Kel yaşlı adamın sesi düşer düşmez, tüm yaşlı adamlar yüzlerinde müstehcen bir gülümsemeyle birbiri ardına bağırdılar:
İnsan, kadını teslim et, yeterince mutlu olduğumuz sürece seni ölümden kurtaracağız!”
“Doğru, kadını teslim et, şarlatan! Dün bir kadını ölümüne perişan ettik ama bugün onunla tekrar karşılaşmayı beklemiyordum! ”
“……”
Bu sırada Ruh Kabı İlahi Köpeği yan yana baktı ve yanındaki kel yaşlı adam konuştu, “İkinci çocuk, kaç kadın kokuyorsun?”

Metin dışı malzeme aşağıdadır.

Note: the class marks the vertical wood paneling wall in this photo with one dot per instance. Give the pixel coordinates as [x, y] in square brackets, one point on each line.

Kel yaşlı adam tekrar burnunu kokladı ve olumlu bir ses tonuyla şöyle dedi: “En az bir düzine koku var patron, sanırım bu çocuk kulesinde en az on beş insan kadın var!”
‘Tamam, hahaha, harika!’ Ruh Hırsızı yüksek sesle güldü.

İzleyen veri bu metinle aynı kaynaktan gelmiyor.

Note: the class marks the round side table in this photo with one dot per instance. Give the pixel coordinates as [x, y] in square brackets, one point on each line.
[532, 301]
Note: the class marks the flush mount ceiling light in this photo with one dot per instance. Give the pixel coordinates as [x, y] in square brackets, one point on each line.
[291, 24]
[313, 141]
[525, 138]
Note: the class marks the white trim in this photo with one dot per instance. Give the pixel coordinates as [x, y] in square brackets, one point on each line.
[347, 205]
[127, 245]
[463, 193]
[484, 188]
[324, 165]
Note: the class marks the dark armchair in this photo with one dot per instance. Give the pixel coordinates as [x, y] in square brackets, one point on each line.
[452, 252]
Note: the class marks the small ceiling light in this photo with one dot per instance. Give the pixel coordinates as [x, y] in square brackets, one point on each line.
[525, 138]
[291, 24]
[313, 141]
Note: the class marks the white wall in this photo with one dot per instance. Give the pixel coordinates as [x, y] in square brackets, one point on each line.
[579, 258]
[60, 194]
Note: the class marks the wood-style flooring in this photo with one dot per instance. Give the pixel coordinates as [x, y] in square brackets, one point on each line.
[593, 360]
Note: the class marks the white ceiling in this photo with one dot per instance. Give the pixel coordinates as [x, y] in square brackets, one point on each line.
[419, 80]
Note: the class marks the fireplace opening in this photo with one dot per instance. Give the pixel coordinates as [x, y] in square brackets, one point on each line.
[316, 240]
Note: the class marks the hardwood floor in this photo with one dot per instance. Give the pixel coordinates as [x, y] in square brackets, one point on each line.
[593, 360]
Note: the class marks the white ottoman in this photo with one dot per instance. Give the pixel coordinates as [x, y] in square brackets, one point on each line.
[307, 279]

Tan Yun’un ifadesi kayıtsız ve ürkütücüydü, Ruh Hırsızı İlahi Köpeğe baktı ve sordu, “Daha önce Hongmeng Tanrı Alemine uçan Dokuz Gök Ölümsüz İmparatoru da bir Ruh Hırsızı İlahi Köpeği, onu tanıyor musun?”
Bunu duyan Ruh Yağmacısı İlahi Köpeği kaşlarını çattı, “Yaşlı adam İmparator Fang Ölümsüz’ün Ruh Yağmacısı İlahi Köpek klanımızın gururu olduğunu ve şu anda Hongmeng Kutsal Şehrinde hizmet ettiğini kabul ediyor.
“Onu nereden tanıyorsun?”
Bunu duyan Tan Yun derin bir sesle konuştu: “Doğru, bu köpek olayını biliyorum.”
ve
bunu duyduğunda, Ruh Hırsızı Köpeği öfkelendi, “Sen çocuk ölümü arıyor ve klanımın gururuna hakaret etmeye cüret ediyorsun!”
‘
“İkinci çocuk, git ve onu benim için ortadan kaldır ve sonra kuledeki tüm kadınları bul!”
Bunu duyduktan sonra kel yaşlı adam alay etti: “Tamam patron!
Bir anda, kel yaşlı adam dokuzuncu sınıf ilahi bir yaratığın nefesini bıraktı ve şimşek gibi Tan Yun’un önüne koştu ve Tan Yun’un kafasına bir tokat attı!